For quite a long time I had been working on the online test runner and could not make it work on a live instance. As I had discussed it in my last blog post about my implementation that I intended to exploit some plugins of Nose to run the tests, it failed because of the reason that Nose uses some libraries which are restricted by GAE. So Leo asked me to take my other approach of discovering all the test modules in the tests directory and then make a suite of tests using the unittest.loadTestsFromName  method. I used the os.walk() built-in function to first list all the modules with their absolute paths and then changed the paths into a dotted notation so that these paths could be easily used by unittest.loadTestsFromName to load the tests. I have used a lot of code from the gaeunit source specifically which is related to the browser interface and the test runner. The test runner had to be modified so as to fit in with melange code. I also had to include the tests directory, gaetestbed, nose, webtest and  mox libraries in the app folder so that tests can easily use them when running on a live instance.
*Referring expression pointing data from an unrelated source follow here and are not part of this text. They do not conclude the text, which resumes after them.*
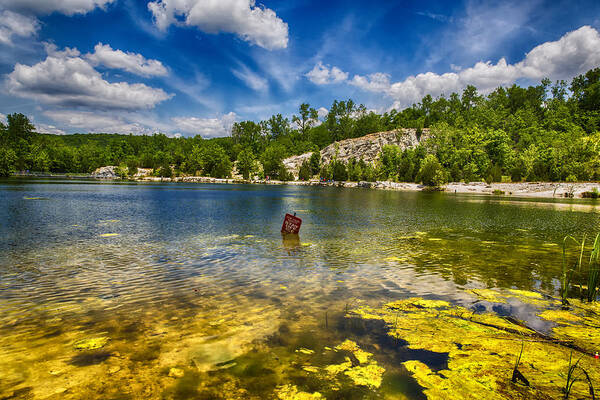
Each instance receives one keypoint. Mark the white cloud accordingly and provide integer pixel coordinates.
(130, 62)
(207, 127)
(68, 7)
(49, 129)
(322, 112)
(13, 24)
(254, 24)
(86, 121)
(250, 78)
(323, 74)
(66, 79)
(573, 54)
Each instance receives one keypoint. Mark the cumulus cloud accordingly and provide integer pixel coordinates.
(574, 53)
(254, 24)
(131, 62)
(322, 112)
(49, 129)
(13, 24)
(66, 79)
(323, 74)
(250, 78)
(68, 7)
(87, 121)
(207, 127)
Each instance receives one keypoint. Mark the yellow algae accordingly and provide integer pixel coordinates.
(481, 350)
(361, 355)
(369, 375)
(488, 295)
(526, 293)
(334, 369)
(176, 373)
(559, 315)
(291, 392)
(395, 259)
(91, 343)
(217, 322)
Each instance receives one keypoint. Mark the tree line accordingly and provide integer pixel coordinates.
(548, 132)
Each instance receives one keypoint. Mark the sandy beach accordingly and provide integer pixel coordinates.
(520, 189)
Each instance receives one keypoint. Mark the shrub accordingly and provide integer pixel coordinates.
(315, 162)
(594, 194)
(339, 171)
(305, 172)
(431, 172)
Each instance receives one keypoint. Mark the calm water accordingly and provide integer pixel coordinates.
(197, 294)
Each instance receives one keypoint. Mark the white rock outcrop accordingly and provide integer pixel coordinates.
(108, 172)
(365, 147)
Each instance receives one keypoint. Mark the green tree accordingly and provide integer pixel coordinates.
(245, 162)
(272, 160)
(431, 172)
(7, 161)
(306, 119)
(305, 171)
(315, 162)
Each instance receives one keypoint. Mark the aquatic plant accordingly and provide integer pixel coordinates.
(567, 273)
(593, 272)
(571, 378)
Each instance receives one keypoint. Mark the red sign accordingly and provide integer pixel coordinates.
(291, 224)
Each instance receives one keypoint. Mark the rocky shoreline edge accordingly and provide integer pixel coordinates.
(520, 189)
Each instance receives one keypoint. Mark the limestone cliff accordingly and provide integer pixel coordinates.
(365, 147)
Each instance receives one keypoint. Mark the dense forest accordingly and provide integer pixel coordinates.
(548, 132)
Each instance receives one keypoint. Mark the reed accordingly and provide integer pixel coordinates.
(594, 271)
(572, 378)
(567, 273)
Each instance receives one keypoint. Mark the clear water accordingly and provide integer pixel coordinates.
(198, 278)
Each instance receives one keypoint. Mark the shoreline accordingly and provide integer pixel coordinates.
(545, 190)
(520, 189)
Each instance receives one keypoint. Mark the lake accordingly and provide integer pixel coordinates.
(125, 290)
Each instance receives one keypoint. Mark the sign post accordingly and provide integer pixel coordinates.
(291, 224)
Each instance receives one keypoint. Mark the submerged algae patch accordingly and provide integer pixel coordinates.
(91, 343)
(481, 348)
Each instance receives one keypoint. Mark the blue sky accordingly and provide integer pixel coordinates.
(196, 66)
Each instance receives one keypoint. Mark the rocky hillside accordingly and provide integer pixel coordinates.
(365, 147)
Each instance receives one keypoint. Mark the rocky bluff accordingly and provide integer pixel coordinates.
(366, 147)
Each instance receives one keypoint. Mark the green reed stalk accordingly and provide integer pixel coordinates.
(594, 271)
(571, 378)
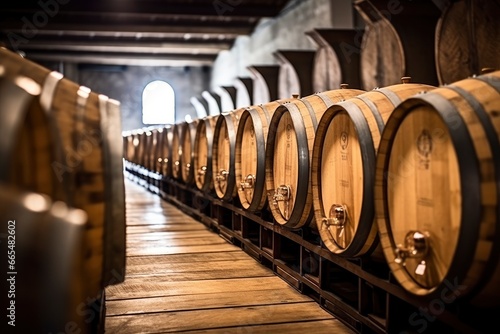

    The online test runner runs on my local development environment but it shows errors that are due to the bugs in the runner itself. Below is the video of the melange tests running on my local machine through the browser.

I have stopped working on the runner as of now. But in the end, I discovered that I have extended some of the features of gaeunit. It has been 2 years since gaeunit was last released, so I was planning to contact the gaeunit developers if I can develop for them.

     During the last week conference call, Sverre asked me to treat the online runner as a side project and concentrate on my testing project now. So, I have started working on my project and wrote the test for app.soc.logic.accounts and submitted it for review. At the time of writing this post, I have also almost completed the test for app.soc.logic.dicts with a few methods left to test.